I spent a day getting the suspension set up for asphalt and parking lots. Right out the gates, the initial setup was a bit too low while the camber and toe combination was giving me a bit too much oversteer for my liking. I suppose the initial setup was designed around a prepared track. So I raised the chassis about 1.5mm and ended up with the front at 0 toe and 0 camber and the rear at +1 toe in and -1.5 camber. With these settings, I was able to track nice and straight and the car was well balanced at both low and high speeds. The location of the battery along the centerline of the car (along the length of the chassis) was something I had never felt before on an RC car and I definitely prefer it over all the previous RC cars I’ve owned in the past. I like it because it makes tuning the suspension much easier since there is perfect left to right and front to back weight balance. Previous chassis I’ve owned had the battery on one side or the other, or in one case, perpendicular to the long axis of the chassis.

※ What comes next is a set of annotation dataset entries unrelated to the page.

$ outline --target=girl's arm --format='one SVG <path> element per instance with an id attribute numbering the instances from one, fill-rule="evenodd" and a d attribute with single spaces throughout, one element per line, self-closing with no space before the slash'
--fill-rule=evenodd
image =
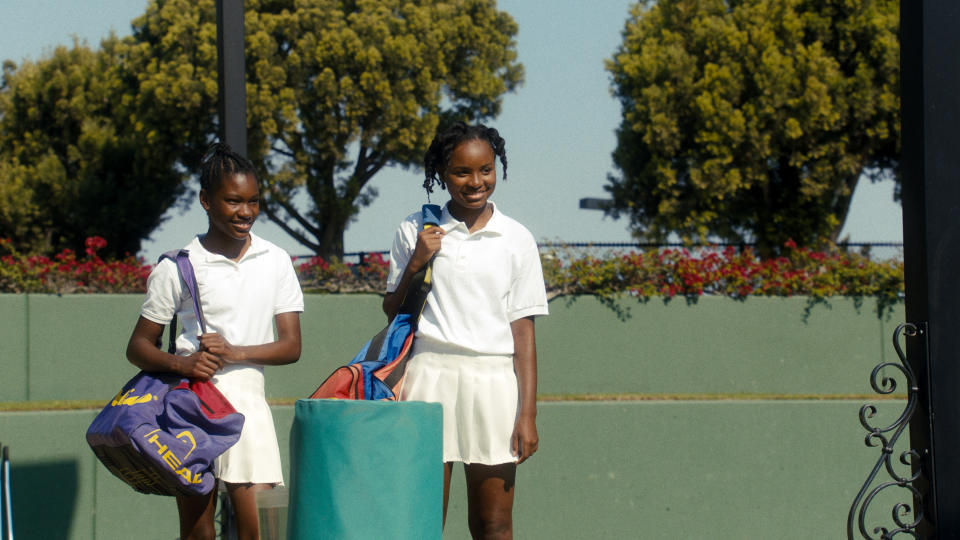
<path id="1" fill-rule="evenodd" d="M 278 313 L 277 340 L 263 345 L 233 345 L 220 334 L 200 336 L 200 349 L 228 364 L 282 366 L 300 359 L 300 314 Z"/>
<path id="2" fill-rule="evenodd" d="M 523 463 L 537 451 L 537 340 L 533 317 L 523 317 L 510 323 L 513 332 L 513 370 L 517 374 L 520 391 L 520 411 L 510 437 L 510 448 Z"/>
<path id="3" fill-rule="evenodd" d="M 162 324 L 144 317 L 137 320 L 127 343 L 127 360 L 144 371 L 173 372 L 185 377 L 206 380 L 223 365 L 219 358 L 199 350 L 190 356 L 178 356 L 157 348 L 157 339 L 163 334 Z"/>
<path id="4" fill-rule="evenodd" d="M 410 256 L 407 267 L 403 270 L 403 275 L 400 276 L 397 288 L 383 297 L 383 312 L 387 314 L 387 320 L 392 321 L 397 316 L 413 276 L 430 262 L 434 253 L 440 251 L 440 244 L 445 234 L 446 232 L 440 227 L 430 227 L 417 234 L 417 245 L 413 249 L 413 255 Z"/>

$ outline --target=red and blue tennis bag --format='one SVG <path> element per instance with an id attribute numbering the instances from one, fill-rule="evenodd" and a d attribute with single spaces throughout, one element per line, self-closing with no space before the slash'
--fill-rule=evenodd
<path id="1" fill-rule="evenodd" d="M 204 326 L 186 250 L 175 260 Z M 170 325 L 173 352 L 175 326 Z M 216 485 L 214 460 L 240 438 L 243 421 L 210 381 L 141 371 L 93 420 L 87 443 L 107 469 L 133 489 L 189 497 L 209 493 Z"/>
<path id="2" fill-rule="evenodd" d="M 423 205 L 423 227 L 438 226 L 441 211 L 435 204 Z M 310 399 L 397 400 L 417 322 L 430 292 L 432 267 L 431 259 L 414 274 L 393 321 L 368 341 L 349 364 L 327 377 Z"/>

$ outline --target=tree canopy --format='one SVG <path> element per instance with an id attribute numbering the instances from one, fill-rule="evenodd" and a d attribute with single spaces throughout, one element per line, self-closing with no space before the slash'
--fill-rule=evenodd
<path id="1" fill-rule="evenodd" d="M 607 62 L 623 120 L 609 212 L 663 240 L 836 240 L 897 175 L 897 0 L 659 0 Z"/>
<path id="2" fill-rule="evenodd" d="M 128 44 L 74 43 L 0 84 L 0 238 L 31 252 L 135 254 L 184 190 L 182 123 L 153 121 Z M 189 163 L 189 161 L 187 161 Z"/>
<path id="3" fill-rule="evenodd" d="M 496 116 L 523 79 L 517 25 L 495 0 L 247 0 L 245 11 L 262 207 L 324 256 L 342 254 L 377 172 L 418 166 L 438 125 Z M 132 30 L 5 65 L 0 238 L 50 251 L 99 235 L 105 252 L 136 253 L 192 193 L 184 180 L 219 131 L 214 1 L 151 0 Z"/>
<path id="4" fill-rule="evenodd" d="M 439 123 L 495 116 L 522 81 L 517 26 L 494 0 L 248 0 L 245 10 L 248 153 L 263 210 L 324 256 L 343 253 L 377 172 L 418 165 Z M 214 2 L 154 0 L 134 39 L 155 59 L 142 84 L 172 104 L 211 101 L 215 133 Z"/>

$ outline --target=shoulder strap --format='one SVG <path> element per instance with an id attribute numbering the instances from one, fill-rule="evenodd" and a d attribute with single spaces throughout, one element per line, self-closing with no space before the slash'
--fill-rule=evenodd
<path id="1" fill-rule="evenodd" d="M 183 279 L 183 283 L 187 286 L 187 292 L 190 293 L 190 298 L 193 300 L 193 314 L 197 318 L 197 323 L 200 324 L 200 331 L 206 333 L 207 325 L 203 319 L 203 309 L 200 307 L 200 290 L 197 286 L 197 277 L 193 273 L 193 265 L 190 264 L 190 252 L 186 249 L 168 251 L 161 255 L 157 262 L 159 263 L 164 259 L 170 259 L 176 263 L 177 273 Z M 177 316 L 174 315 L 173 320 L 170 321 L 170 341 L 167 345 L 167 352 L 170 354 L 176 353 L 176 339 Z"/>

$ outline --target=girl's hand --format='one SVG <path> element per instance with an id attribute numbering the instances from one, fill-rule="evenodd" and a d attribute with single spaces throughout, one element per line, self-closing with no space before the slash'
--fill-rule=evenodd
<path id="1" fill-rule="evenodd" d="M 220 334 L 202 334 L 200 336 L 200 350 L 208 352 L 228 364 L 246 361 L 242 348 L 234 347 Z"/>
<path id="2" fill-rule="evenodd" d="M 513 425 L 513 434 L 510 436 L 510 451 L 517 456 L 517 465 L 532 456 L 539 444 L 536 420 L 527 415 L 517 417 L 517 422 Z"/>
<path id="3" fill-rule="evenodd" d="M 440 251 L 440 244 L 446 231 L 442 227 L 429 227 L 417 233 L 417 245 L 413 248 L 413 255 L 407 267 L 413 272 L 419 272 L 430 262 L 430 258 Z"/>
<path id="4" fill-rule="evenodd" d="M 201 350 L 190 356 L 176 357 L 173 370 L 185 377 L 205 381 L 213 377 L 221 367 L 223 362 L 219 358 Z"/>

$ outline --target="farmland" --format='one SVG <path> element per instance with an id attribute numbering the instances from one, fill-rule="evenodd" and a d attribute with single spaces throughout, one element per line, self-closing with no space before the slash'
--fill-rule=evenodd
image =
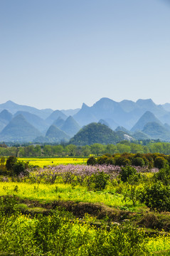
<path id="1" fill-rule="evenodd" d="M 19 158 L 19 160 L 28 161 L 31 165 L 43 167 L 45 166 L 55 166 L 58 164 L 86 164 L 87 158 L 62 157 L 62 158 Z"/>
<path id="2" fill-rule="evenodd" d="M 26 175 L 7 170 L 0 176 L 2 255 L 169 254 L 169 201 L 152 207 L 146 199 L 153 186 L 162 198 L 167 192 L 168 165 L 92 166 L 76 158 L 19 159 L 15 164 L 21 160 L 29 160 Z"/>

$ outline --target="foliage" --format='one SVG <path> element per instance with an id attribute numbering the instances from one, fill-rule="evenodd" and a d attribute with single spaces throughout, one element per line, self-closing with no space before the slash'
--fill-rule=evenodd
<path id="1" fill-rule="evenodd" d="M 141 196 L 141 202 L 151 210 L 170 211 L 170 186 L 157 181 L 147 186 Z"/>
<path id="2" fill-rule="evenodd" d="M 88 160 L 87 161 L 87 165 L 94 166 L 97 164 L 96 159 L 94 156 L 90 156 Z"/>
<path id="3" fill-rule="evenodd" d="M 170 167 L 166 166 L 161 169 L 159 172 L 154 174 L 153 178 L 156 181 L 161 181 L 164 185 L 170 185 Z"/>
<path id="4" fill-rule="evenodd" d="M 132 176 L 135 176 L 137 174 L 137 170 L 134 167 L 126 166 L 122 167 L 119 176 L 121 181 L 123 182 L 127 182 L 128 178 Z"/>
<path id="5" fill-rule="evenodd" d="M 99 191 L 105 189 L 108 179 L 108 174 L 105 174 L 103 171 L 95 174 L 92 176 L 92 181 L 95 183 L 95 188 Z"/>
<path id="6" fill-rule="evenodd" d="M 133 160 L 133 165 L 142 167 L 145 165 L 145 163 L 142 157 L 135 157 Z"/>
<path id="7" fill-rule="evenodd" d="M 159 169 L 164 168 L 166 164 L 168 164 L 167 160 L 166 160 L 163 156 L 157 156 L 154 159 L 154 166 Z"/>
<path id="8" fill-rule="evenodd" d="M 7 171 L 13 171 L 14 167 L 17 162 L 17 158 L 14 156 L 8 157 L 6 162 L 6 168 Z"/>

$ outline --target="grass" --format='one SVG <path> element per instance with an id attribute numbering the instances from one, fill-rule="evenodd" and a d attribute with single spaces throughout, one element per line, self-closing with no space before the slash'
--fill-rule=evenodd
<path id="1" fill-rule="evenodd" d="M 17 187 L 17 189 L 16 188 Z M 40 201 L 51 202 L 56 200 L 75 202 L 100 203 L 108 206 L 125 206 L 123 196 L 118 193 L 110 193 L 109 191 L 92 191 L 85 187 L 69 184 L 30 184 L 17 182 L 0 182 L 0 196 L 16 195 L 21 198 L 29 198 Z M 127 202 L 130 204 L 130 202 Z"/>
<path id="2" fill-rule="evenodd" d="M 86 164 L 87 159 L 76 157 L 62 157 L 62 158 L 49 158 L 49 159 L 36 159 L 36 158 L 18 158 L 18 160 L 28 161 L 30 164 L 43 167 L 46 166 L 53 166 L 58 164 Z"/>

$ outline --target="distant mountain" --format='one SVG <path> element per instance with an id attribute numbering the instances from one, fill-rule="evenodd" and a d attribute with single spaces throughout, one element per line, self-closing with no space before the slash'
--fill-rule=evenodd
<path id="1" fill-rule="evenodd" d="M 99 120 L 98 124 L 105 124 L 105 125 L 107 126 L 109 128 L 110 128 L 109 123 L 107 123 L 107 122 L 106 122 L 104 119 Z"/>
<path id="2" fill-rule="evenodd" d="M 63 120 L 60 117 L 55 120 L 53 124 L 55 125 L 58 128 L 61 128 L 64 124 L 65 120 Z"/>
<path id="3" fill-rule="evenodd" d="M 80 131 L 80 128 L 74 118 L 70 116 L 66 119 L 60 129 L 72 137 Z"/>
<path id="4" fill-rule="evenodd" d="M 0 121 L 0 132 L 3 130 L 3 129 L 6 127 L 6 124 Z"/>
<path id="5" fill-rule="evenodd" d="M 132 136 L 133 138 L 134 138 L 137 140 L 151 139 L 151 137 L 149 135 L 145 134 L 142 132 L 136 132 Z"/>
<path id="6" fill-rule="evenodd" d="M 126 112 L 130 112 L 137 108 L 136 102 L 132 100 L 124 100 L 119 102 L 119 105 Z"/>
<path id="7" fill-rule="evenodd" d="M 168 125 L 170 126 L 170 104 L 158 105 L 151 99 L 139 99 L 136 102 L 124 100 L 118 102 L 103 97 L 92 107 L 83 103 L 81 109 L 62 111 L 53 111 L 51 109 L 38 110 L 33 107 L 20 105 L 9 100 L 0 104 L 0 132 L 12 120 L 14 115 L 16 117 L 18 114 L 24 116 L 29 124 L 32 124 L 43 136 L 52 124 L 65 131 L 70 137 L 75 134 L 80 127 L 93 122 L 106 124 L 112 130 L 117 127 L 124 127 L 124 129 L 119 128 L 119 129 L 117 131 L 122 130 L 127 133 L 127 136 L 132 136 L 131 134 L 134 131 L 143 132 L 144 127 L 148 122 L 154 122 L 159 124 L 159 128 L 162 129 L 163 133 L 167 132 L 169 130 Z M 69 118 L 68 116 L 71 116 L 72 118 Z M 166 124 L 166 126 L 162 124 Z M 41 135 L 38 137 L 42 140 L 43 139 Z M 163 134 L 160 134 L 160 136 L 159 139 L 161 139 L 164 137 Z M 138 134 L 136 138 L 147 137 L 150 137 L 150 135 L 142 133 Z M 164 138 L 168 139 L 166 135 Z M 46 138 L 46 140 L 47 139 Z"/>
<path id="8" fill-rule="evenodd" d="M 170 112 L 170 103 L 165 103 L 162 105 L 162 107 L 166 111 Z"/>
<path id="9" fill-rule="evenodd" d="M 4 110 L 7 110 L 12 114 L 15 114 L 17 111 L 26 111 L 36 114 L 43 119 L 48 117 L 53 111 L 51 109 L 38 110 L 33 107 L 21 105 L 11 100 L 7 101 L 6 103 L 0 104 L 0 111 Z"/>
<path id="10" fill-rule="evenodd" d="M 11 120 L 12 114 L 8 110 L 4 110 L 0 113 L 0 132 L 6 127 L 6 124 Z"/>
<path id="11" fill-rule="evenodd" d="M 98 119 L 91 111 L 90 107 L 87 106 L 85 103 L 83 104 L 82 108 L 78 112 L 73 115 L 73 117 L 81 126 L 86 125 L 93 122 L 98 122 Z"/>
<path id="12" fill-rule="evenodd" d="M 75 110 L 60 110 L 63 114 L 65 114 L 66 116 L 69 117 L 70 115 L 73 116 L 75 114 L 78 113 L 78 112 L 80 110 L 80 109 L 78 108 Z"/>
<path id="13" fill-rule="evenodd" d="M 122 131 L 122 132 L 126 132 L 127 134 L 130 134 L 130 132 L 123 127 L 119 126 L 115 129 L 115 132 L 118 132 L 118 131 Z"/>
<path id="14" fill-rule="evenodd" d="M 95 143 L 115 144 L 120 140 L 122 140 L 122 137 L 120 138 L 115 132 L 106 125 L 91 123 L 82 128 L 70 140 L 70 143 L 78 146 L 84 146 Z"/>
<path id="15" fill-rule="evenodd" d="M 14 117 L 0 133 L 0 141 L 32 142 L 41 132 L 29 124 L 21 114 Z"/>
<path id="16" fill-rule="evenodd" d="M 62 118 L 63 120 L 67 119 L 67 116 L 60 110 L 55 110 L 51 115 L 46 118 L 46 121 L 48 124 L 52 124 L 53 122 L 58 119 L 58 117 Z"/>
<path id="17" fill-rule="evenodd" d="M 164 124 L 164 127 L 166 130 L 168 130 L 168 131 L 170 132 L 170 125 L 169 125 L 169 124 Z"/>
<path id="18" fill-rule="evenodd" d="M 68 142 L 70 137 L 63 131 L 61 131 L 55 125 L 51 125 L 48 129 L 46 137 L 50 142 Z"/>
<path id="19" fill-rule="evenodd" d="M 152 139 L 170 142 L 170 132 L 157 122 L 148 122 L 144 127 L 142 132 Z"/>
<path id="20" fill-rule="evenodd" d="M 36 114 L 31 114 L 26 111 L 18 111 L 14 114 L 14 117 L 18 114 L 22 114 L 26 121 L 28 121 L 31 124 L 32 124 L 42 133 L 44 133 L 45 131 L 48 128 L 48 125 L 46 121 Z"/>
<path id="21" fill-rule="evenodd" d="M 0 121 L 8 124 L 12 119 L 13 115 L 8 110 L 4 110 L 0 113 Z"/>
<path id="22" fill-rule="evenodd" d="M 160 125 L 161 122 L 150 111 L 147 111 L 137 121 L 134 126 L 131 129 L 131 132 L 142 131 L 145 124 L 148 122 L 154 122 Z"/>

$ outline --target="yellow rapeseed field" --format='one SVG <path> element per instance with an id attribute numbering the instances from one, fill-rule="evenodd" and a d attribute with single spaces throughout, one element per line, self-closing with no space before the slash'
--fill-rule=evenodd
<path id="1" fill-rule="evenodd" d="M 76 157 L 63 157 L 53 159 L 36 159 L 36 158 L 19 158 L 18 160 L 28 161 L 30 164 L 43 167 L 58 164 L 86 164 L 87 159 Z"/>

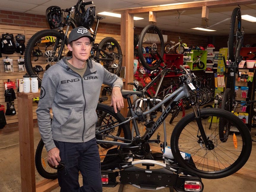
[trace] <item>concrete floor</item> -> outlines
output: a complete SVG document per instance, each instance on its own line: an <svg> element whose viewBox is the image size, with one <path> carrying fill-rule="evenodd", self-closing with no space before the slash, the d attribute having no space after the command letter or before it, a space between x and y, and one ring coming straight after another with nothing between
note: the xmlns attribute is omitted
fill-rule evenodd
<svg viewBox="0 0 256 192"><path fill-rule="evenodd" d="M175 119L173 123L176 123ZM40 139L38 128L34 129L34 148ZM252 128L251 135L253 139L256 140L256 128ZM169 138L169 137L167 137ZM248 179L246 173L248 170L256 173L256 142L252 142L252 149L248 161L239 172L244 173L242 174L236 173L225 178L216 180L202 179L204 186L205 192L232 192L256 191L255 185L256 181L256 174L254 179ZM21 191L20 152L19 145L19 132L17 131L0 135L0 192ZM251 174L252 174L251 172ZM42 180L36 171L37 182ZM119 185L115 188L103 188L104 192L117 192ZM51 191L52 192L60 191L59 187ZM138 189L129 185L125 185L123 192L146 192L151 190ZM168 188L159 190L158 191L169 191Z"/></svg>

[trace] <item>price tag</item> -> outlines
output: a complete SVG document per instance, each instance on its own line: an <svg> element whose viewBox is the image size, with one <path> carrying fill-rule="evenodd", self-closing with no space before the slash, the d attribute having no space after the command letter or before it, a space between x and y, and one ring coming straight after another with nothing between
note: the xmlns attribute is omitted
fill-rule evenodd
<svg viewBox="0 0 256 192"><path fill-rule="evenodd" d="M195 89L195 88L193 84L192 83L190 83L188 84L189 85L189 87L190 88L190 89L191 89L191 90L194 90L194 89Z"/></svg>

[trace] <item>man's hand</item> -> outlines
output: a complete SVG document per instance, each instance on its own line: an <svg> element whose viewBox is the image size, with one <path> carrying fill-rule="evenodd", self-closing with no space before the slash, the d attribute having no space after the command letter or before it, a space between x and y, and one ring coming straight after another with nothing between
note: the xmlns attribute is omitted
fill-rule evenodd
<svg viewBox="0 0 256 192"><path fill-rule="evenodd" d="M49 151L47 152L47 158L48 161L53 166L59 165L58 162L61 161L59 149L55 147Z"/></svg>
<svg viewBox="0 0 256 192"><path fill-rule="evenodd" d="M112 89L111 104L110 105L114 107L114 110L116 113L117 113L117 106L119 110L121 109L121 108L124 108L124 99L122 96L122 93L121 93L121 89L118 87L115 87Z"/></svg>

While tuning the suspension, I was able to work out a couple of problems in my build. Oil was leaking out of the front differential. This was entirely my fault – the screws keeping the differential together was not tight enough. I also noticed the servo saver screw kept coming loose. I fixed it with a dab of Loctite on the screw. I had to jimmy jack around with the ESC location so that the cables didn’t touch the drive belt. I also ran into a meshing problem with the spur gear and pinion gear. This was not my fault – the machining on the pinion was pretty poor. I had to remove some flashing off the pinion to get a good mesh with the spur gear. After a few runs, the spur and pinion “broke-in” pretty nicely.
After a day of tuning and shaking the car down, it was time to tune the ESC and motor. I bought the PC interface for the ESC which allows me to do deeper programming of the ESC. I can set throttle profiles, braking profiles, boost, response, etc. In the end, I left the throttle profile linear. I also set braking to be a little softer. This interface allows me to store two custom profiles in the ESC. So I programmed one of them to be mildly aggressive with a little motor boost and another to be ultra aggressive with maximum motor boost. Why don’t I just keep it at ultra aggressive? Well, those settings are well beyond the maximum spec of the motor – so I can use it, but it can potentially destroy the motor!
Here is the PC interface that attaches to the ESC on one end and to a PC via USB on the other end:
Some screen shots of the software:
Unfortunately, the software doesn’t work on OSX nor does it seem to work on Windows 7 (even though they claim it to work on Windows 7). So I had to install a Windows XP virtualized on my iMac – the software worked perfectly with Windows XP.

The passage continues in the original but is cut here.